"Germans and African Americans," unlike other works on African
Americans in Europe, examines the relationship between African
Americans and one country, Germany, in great depth.
"Germans and African Americans" encountered one another within
the context of their national identities and group experiences. In
the nineteenth century, German immigrants to America and to such
communities as Charleston and Cincinnati interacted within the
boundaries of their old-world experiences and ideas and within
surrounding regional notions of a nation fracturing over slavery.

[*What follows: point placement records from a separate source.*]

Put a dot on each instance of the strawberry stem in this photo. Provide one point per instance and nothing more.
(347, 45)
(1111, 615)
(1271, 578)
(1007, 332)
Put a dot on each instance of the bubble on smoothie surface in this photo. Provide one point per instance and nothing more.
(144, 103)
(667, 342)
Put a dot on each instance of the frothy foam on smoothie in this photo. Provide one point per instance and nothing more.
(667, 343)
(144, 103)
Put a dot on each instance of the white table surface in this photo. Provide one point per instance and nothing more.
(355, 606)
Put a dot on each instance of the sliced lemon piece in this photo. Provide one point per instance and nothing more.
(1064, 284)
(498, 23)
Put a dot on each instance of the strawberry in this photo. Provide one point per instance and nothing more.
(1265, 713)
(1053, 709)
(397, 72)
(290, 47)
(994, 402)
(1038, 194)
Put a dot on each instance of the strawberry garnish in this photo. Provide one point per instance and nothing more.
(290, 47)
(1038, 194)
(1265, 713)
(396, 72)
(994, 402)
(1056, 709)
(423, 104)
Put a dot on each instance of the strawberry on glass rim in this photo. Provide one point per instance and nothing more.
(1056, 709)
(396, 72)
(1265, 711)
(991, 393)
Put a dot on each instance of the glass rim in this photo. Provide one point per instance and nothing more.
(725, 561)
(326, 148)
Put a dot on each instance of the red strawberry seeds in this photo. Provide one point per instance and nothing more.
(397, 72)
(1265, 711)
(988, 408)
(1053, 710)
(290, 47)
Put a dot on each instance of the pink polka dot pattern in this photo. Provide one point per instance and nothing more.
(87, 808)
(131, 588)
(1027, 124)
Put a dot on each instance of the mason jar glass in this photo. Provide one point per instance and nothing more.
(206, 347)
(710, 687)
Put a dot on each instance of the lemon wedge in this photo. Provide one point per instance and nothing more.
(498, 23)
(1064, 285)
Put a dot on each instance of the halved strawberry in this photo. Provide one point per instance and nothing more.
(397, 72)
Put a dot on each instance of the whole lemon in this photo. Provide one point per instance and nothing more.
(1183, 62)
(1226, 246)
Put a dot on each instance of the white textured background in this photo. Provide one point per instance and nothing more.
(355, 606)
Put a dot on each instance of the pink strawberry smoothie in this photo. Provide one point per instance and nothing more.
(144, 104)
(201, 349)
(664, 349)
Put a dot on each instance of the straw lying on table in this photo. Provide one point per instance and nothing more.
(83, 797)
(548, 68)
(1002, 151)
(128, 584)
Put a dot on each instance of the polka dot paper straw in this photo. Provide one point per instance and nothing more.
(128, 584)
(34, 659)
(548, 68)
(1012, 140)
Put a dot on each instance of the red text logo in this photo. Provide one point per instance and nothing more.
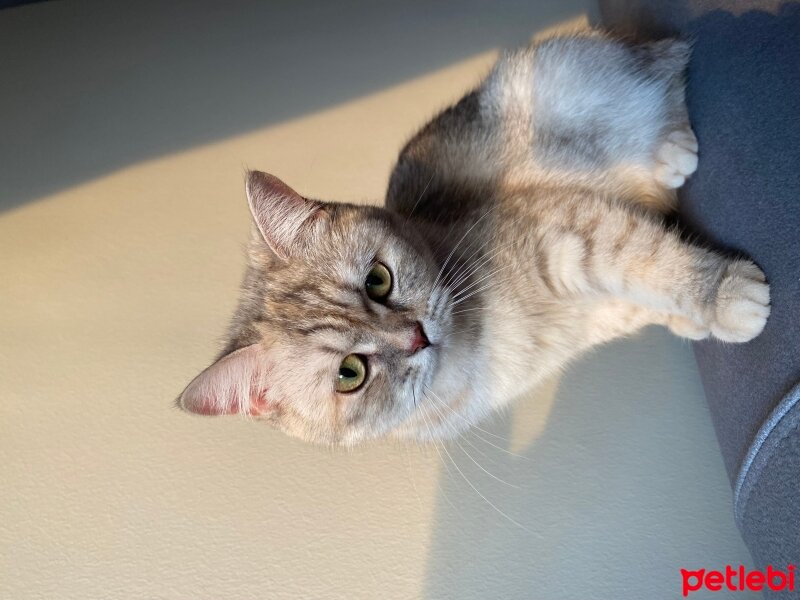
(738, 580)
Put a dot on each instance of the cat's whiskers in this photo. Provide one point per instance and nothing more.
(413, 208)
(463, 237)
(458, 434)
(475, 283)
(473, 427)
(473, 267)
(477, 491)
(446, 466)
(478, 291)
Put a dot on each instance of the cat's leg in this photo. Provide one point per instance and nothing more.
(590, 248)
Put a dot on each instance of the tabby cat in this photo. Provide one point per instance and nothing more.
(522, 226)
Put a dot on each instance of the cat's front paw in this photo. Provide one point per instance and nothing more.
(742, 303)
(676, 159)
(684, 327)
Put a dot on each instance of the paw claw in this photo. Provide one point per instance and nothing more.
(742, 304)
(676, 159)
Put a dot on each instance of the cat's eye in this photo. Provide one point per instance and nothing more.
(352, 373)
(379, 282)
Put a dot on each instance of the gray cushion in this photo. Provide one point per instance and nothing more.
(744, 103)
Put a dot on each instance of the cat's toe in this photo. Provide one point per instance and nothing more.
(742, 303)
(676, 159)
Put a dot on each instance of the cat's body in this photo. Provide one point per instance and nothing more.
(522, 226)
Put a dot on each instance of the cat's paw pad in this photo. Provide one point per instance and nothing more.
(684, 327)
(742, 303)
(676, 159)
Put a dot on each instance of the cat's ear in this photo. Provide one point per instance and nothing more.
(236, 383)
(288, 222)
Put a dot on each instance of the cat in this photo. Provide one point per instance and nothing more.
(522, 226)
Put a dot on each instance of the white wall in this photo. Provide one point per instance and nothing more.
(122, 219)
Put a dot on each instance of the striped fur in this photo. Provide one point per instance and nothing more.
(523, 225)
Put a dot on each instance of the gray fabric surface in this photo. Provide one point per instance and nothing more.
(766, 501)
(744, 103)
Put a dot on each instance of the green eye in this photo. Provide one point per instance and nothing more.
(379, 282)
(352, 373)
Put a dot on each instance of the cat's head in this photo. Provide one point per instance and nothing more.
(341, 326)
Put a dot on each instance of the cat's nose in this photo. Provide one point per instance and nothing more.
(419, 340)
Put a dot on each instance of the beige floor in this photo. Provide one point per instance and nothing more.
(125, 131)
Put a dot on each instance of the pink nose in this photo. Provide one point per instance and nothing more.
(419, 341)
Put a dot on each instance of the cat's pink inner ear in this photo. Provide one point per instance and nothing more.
(236, 383)
(286, 220)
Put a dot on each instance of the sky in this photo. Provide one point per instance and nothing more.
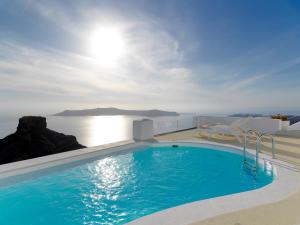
(202, 56)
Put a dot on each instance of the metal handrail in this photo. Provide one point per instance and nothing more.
(256, 133)
(272, 140)
(259, 136)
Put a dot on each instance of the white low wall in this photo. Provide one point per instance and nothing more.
(262, 124)
(142, 130)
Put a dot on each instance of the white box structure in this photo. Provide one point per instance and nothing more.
(142, 130)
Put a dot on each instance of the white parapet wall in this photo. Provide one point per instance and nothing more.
(262, 124)
(142, 130)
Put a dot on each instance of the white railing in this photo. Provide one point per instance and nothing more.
(168, 125)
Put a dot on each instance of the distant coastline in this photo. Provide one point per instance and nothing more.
(115, 111)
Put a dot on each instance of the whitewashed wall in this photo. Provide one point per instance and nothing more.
(262, 124)
(167, 125)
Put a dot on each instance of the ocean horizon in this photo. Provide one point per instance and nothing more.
(89, 130)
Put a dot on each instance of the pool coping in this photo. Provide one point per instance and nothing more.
(286, 183)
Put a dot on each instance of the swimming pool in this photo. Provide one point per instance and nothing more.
(125, 186)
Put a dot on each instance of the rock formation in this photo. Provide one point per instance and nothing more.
(33, 139)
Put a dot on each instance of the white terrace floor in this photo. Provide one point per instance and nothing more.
(285, 212)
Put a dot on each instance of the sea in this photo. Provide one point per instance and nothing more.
(89, 130)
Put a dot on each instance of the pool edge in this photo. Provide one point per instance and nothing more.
(286, 183)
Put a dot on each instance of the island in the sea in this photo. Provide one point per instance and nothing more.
(115, 111)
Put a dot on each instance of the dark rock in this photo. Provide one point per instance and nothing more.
(33, 139)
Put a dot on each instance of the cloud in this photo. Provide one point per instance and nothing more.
(154, 73)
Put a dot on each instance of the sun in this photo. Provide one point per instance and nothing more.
(107, 45)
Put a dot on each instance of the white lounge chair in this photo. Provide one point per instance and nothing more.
(236, 128)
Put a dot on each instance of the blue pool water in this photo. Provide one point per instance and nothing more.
(120, 188)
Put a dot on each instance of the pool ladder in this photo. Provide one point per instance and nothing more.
(254, 167)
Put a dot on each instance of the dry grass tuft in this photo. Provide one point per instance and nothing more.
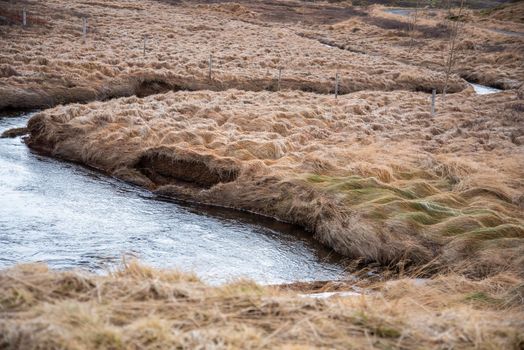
(371, 174)
(136, 307)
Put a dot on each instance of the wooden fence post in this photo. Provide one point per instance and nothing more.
(433, 97)
(210, 66)
(336, 85)
(279, 77)
(84, 29)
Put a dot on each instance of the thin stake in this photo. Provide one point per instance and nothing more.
(210, 65)
(433, 97)
(279, 77)
(336, 85)
(84, 29)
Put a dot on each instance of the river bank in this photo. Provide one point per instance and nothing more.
(372, 175)
(137, 307)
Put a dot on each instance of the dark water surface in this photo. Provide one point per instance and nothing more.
(72, 217)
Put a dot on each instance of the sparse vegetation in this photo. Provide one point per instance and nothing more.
(136, 307)
(372, 174)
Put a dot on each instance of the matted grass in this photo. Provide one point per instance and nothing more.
(136, 307)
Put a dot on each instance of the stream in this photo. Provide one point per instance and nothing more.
(69, 216)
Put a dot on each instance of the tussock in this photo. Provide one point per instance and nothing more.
(489, 51)
(246, 55)
(414, 188)
(136, 307)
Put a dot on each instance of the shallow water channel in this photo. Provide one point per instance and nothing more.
(72, 217)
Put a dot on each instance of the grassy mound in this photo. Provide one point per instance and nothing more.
(137, 307)
(371, 174)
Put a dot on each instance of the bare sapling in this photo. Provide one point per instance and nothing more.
(455, 26)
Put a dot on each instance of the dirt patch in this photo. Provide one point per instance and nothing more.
(168, 167)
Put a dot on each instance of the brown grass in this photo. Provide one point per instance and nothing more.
(387, 35)
(371, 174)
(247, 55)
(137, 307)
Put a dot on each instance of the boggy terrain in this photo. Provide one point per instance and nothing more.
(47, 63)
(139, 308)
(371, 174)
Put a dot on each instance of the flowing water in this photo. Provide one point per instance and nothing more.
(72, 217)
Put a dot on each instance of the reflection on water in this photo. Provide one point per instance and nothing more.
(70, 216)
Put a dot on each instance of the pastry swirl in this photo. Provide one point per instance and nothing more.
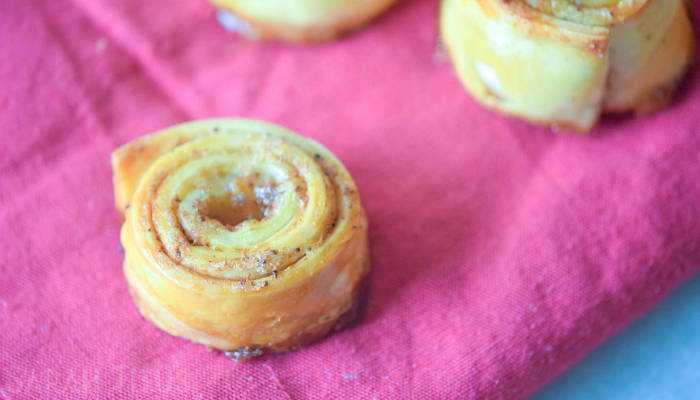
(302, 21)
(240, 235)
(565, 62)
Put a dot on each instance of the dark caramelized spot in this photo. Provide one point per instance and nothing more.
(231, 210)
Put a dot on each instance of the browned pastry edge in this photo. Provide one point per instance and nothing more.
(348, 319)
(261, 31)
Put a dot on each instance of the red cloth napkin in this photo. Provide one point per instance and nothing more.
(502, 253)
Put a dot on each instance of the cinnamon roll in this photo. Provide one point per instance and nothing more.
(565, 62)
(240, 235)
(302, 21)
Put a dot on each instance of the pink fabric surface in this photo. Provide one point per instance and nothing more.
(502, 253)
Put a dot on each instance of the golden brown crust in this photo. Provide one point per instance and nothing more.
(331, 29)
(240, 234)
(562, 63)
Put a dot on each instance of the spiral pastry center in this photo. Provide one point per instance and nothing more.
(233, 206)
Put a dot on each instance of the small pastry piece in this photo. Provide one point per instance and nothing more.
(240, 235)
(564, 62)
(302, 21)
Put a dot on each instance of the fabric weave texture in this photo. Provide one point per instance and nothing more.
(502, 253)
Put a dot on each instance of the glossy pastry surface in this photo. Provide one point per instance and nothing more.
(565, 62)
(239, 234)
(302, 21)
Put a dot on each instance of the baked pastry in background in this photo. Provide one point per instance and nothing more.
(240, 235)
(302, 21)
(564, 62)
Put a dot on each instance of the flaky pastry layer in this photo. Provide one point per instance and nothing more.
(301, 21)
(240, 235)
(565, 62)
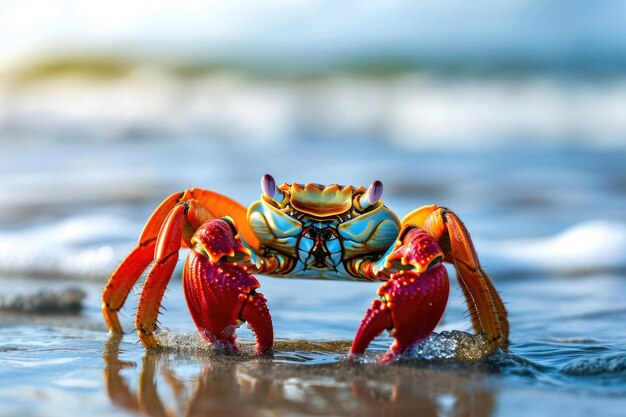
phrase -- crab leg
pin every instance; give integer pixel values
(489, 316)
(128, 272)
(125, 276)
(412, 302)
(220, 293)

In the post-Civil War era in America through the Weimar era,
Germany became a place to which African American entertainers,
travelers, and intellectuals such as W. E. B. Du Bois could go to
escape American racism and find new opportunities. With the rise of
the Third Reich, Germany became the personification of racism, and
African Americans in the 1930s and 1940s could use Hitler's evil
example to goad America about its own racist practices. Postwar
West Germany regained the image as a land more tolerant to African
American soldiers than America. African Americans were important to
Cold War discourse, especially in the internal ideological struggle
between Communist East Germany and democratic West Germany.
Unlike many other countries in Europe, Germany has played a
variety of different and conflicting roles in the African American
narrative and relationship with Europe. It is this diversity of
roles that adds to the complexity of African American and German
interactions and mutual perceptions over time.